Temuan itu memperlihatkan ironi di daerah wisata yang sekaligus menghadapi tantangan produksi dan akses pangan. Di satu sisi, pelaku usaha menyajikan makanan untuk wisatawan dan warga kota. Di sisi lain, sebagian pangan yang telah melewati rantai produksi dan distribusi berakhir sebagai sampah, padahal petani dan sebagian rumah tangga masih berjuang memenuhi kebutuhan pangan dan gizi.
Salah satu cerita tentang beban petani disampaikan melalui sosok Ketty, petani muda di Desa Wae Lolos, Manggarai Barat, yang ditulis Said Abdullah. Ketty menanam sawi, cabai, kangkung, dan sayuran lain untuk kebutuhan keluarga dan memasok sebagian pangan ke Labuan Bajo. Ia menghadapi musim tanam yang sulit diprediksi, biaya produksi yang naik, dan harga panen yang tidak selalu menutup ongkos, tetapi tetap bertahan di pertanian karena menjadi sumber penghidupan.
Sampah pangan dan ketimpangan akses
Limbah pangan tidak hanya berarti bahan makanan yang hilang dari piring. Di baliknya terdapat tenaga petani, nelayan, pedagang, lahan, air, dan energi yang digunakan untuk membawa makanan dari sumber produksi ke konsumen.

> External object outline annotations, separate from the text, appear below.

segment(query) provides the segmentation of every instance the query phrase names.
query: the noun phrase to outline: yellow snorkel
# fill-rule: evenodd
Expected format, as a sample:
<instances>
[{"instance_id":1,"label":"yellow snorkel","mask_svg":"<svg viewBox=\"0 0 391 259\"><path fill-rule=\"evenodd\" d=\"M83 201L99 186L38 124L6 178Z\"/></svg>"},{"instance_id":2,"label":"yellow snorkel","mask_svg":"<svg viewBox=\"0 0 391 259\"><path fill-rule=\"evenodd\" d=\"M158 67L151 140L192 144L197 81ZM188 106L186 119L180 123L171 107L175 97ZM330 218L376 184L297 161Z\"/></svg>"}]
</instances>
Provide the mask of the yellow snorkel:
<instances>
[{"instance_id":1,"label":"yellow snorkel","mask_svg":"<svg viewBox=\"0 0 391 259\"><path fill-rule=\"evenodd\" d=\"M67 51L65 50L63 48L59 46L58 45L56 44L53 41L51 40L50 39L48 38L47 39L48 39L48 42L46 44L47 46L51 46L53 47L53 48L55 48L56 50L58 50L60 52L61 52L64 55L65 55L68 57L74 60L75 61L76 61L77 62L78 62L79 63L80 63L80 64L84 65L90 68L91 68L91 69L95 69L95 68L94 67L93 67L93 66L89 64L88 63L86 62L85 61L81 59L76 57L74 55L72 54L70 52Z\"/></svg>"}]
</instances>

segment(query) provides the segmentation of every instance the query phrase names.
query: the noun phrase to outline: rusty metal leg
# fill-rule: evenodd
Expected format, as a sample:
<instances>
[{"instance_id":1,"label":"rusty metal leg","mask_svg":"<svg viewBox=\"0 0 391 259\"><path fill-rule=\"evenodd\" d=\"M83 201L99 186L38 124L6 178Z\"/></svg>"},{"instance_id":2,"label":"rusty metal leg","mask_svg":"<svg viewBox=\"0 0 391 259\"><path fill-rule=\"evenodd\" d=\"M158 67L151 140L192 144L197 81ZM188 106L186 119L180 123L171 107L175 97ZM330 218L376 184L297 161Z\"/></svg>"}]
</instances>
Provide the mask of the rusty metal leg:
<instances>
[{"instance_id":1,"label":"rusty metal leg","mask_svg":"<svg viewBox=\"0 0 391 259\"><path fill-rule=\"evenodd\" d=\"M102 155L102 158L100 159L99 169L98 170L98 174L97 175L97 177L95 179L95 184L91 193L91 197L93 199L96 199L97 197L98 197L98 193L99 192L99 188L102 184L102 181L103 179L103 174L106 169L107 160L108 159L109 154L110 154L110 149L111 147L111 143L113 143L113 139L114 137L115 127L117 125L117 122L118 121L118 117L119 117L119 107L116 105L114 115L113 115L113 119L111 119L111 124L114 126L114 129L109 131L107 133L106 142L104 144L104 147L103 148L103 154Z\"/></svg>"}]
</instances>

Riset baseline sampah makanan di Labuan Bajo mencatat bahwa sekitar 58,9 persen sisa pangan telah dimanfaatkan kembali sebagai pakan ternak, terutama babi. Sebagian lain dibuang ke tempat pembuangan akhir dan laut. Kajian itu juga menunjukkan bahwa lebih dari separuh bagian sisa pangan masih berupa bagian yang dapat dimakan, sehingga secara teoritis dapat diselamatkan untuk konsumsi manusia bila memenuhi standar keamanan pangan.
Di tingkat kabupaten, data layanan kesehatan dan pemerintah daerah menunjukkan persoalan gizi anak masih menjadi pekerjaan besar. Laporan media lokal yang mengutip Dinas Kesehatan Manggarai Barat menyebut kasus stunting pada balita pada 2024 berkisar 9–12 persen sepanjang tahun, dengan angka sekitar 11,6 persen atau 2.475 balita pada November 2024.
Angka tersebut menggambarkan bahwa keberadaan pangan secara fisik di wilayah wisata belum otomatis menjamin seluruh anak memperoleh makanan yang cukup dan bergizi. Persoalan menyangkut cara pangan diproduksi, didistribusikan, dikonsumsi, dan siapa yang mampu mengaksesnya.
Data utama:
- Produksi sisa pangan Labuan Bajo: sekitar 4.836 ton per tahun (2024).
- Sumbangan sektor nonrumah tangga terhadap sampah pangan Labuan Bajo: sekitar 51 persen.
- Perkiraan prevalensi stunting balita Manggarai Barat tahun 2024: sekitar 9–12 persen, dengan 11,6 persen pada November 2024.
Besarnya pangan yang terbuang tidak berarti makanan dari restoran atau hotel dapat langsung dibagikan kepada masyarakat. Keamanan pangan, mutu, waktu penyimpanan, dan mekanisme penyaluran harus dijaga sebelum pangan yang masih layak konsumsi digunakan kembali.
Pengurangan sampah dari meja makan
Peneliti WRI Indonesia menekankan bahwa pengurangan sampah pangan dapat dimulai dari perubahan di tingkat konsumen dan pelaku usaha. Kebiasaan mengambil makanan sesuai kebutuhan dan menghabiskan makanan yang sudah di piring membantu menekan timbulan sampah sekaligus mengingatkan bahwa makanan lahir dari proses panjang dengan biaya sosial dan ekologis.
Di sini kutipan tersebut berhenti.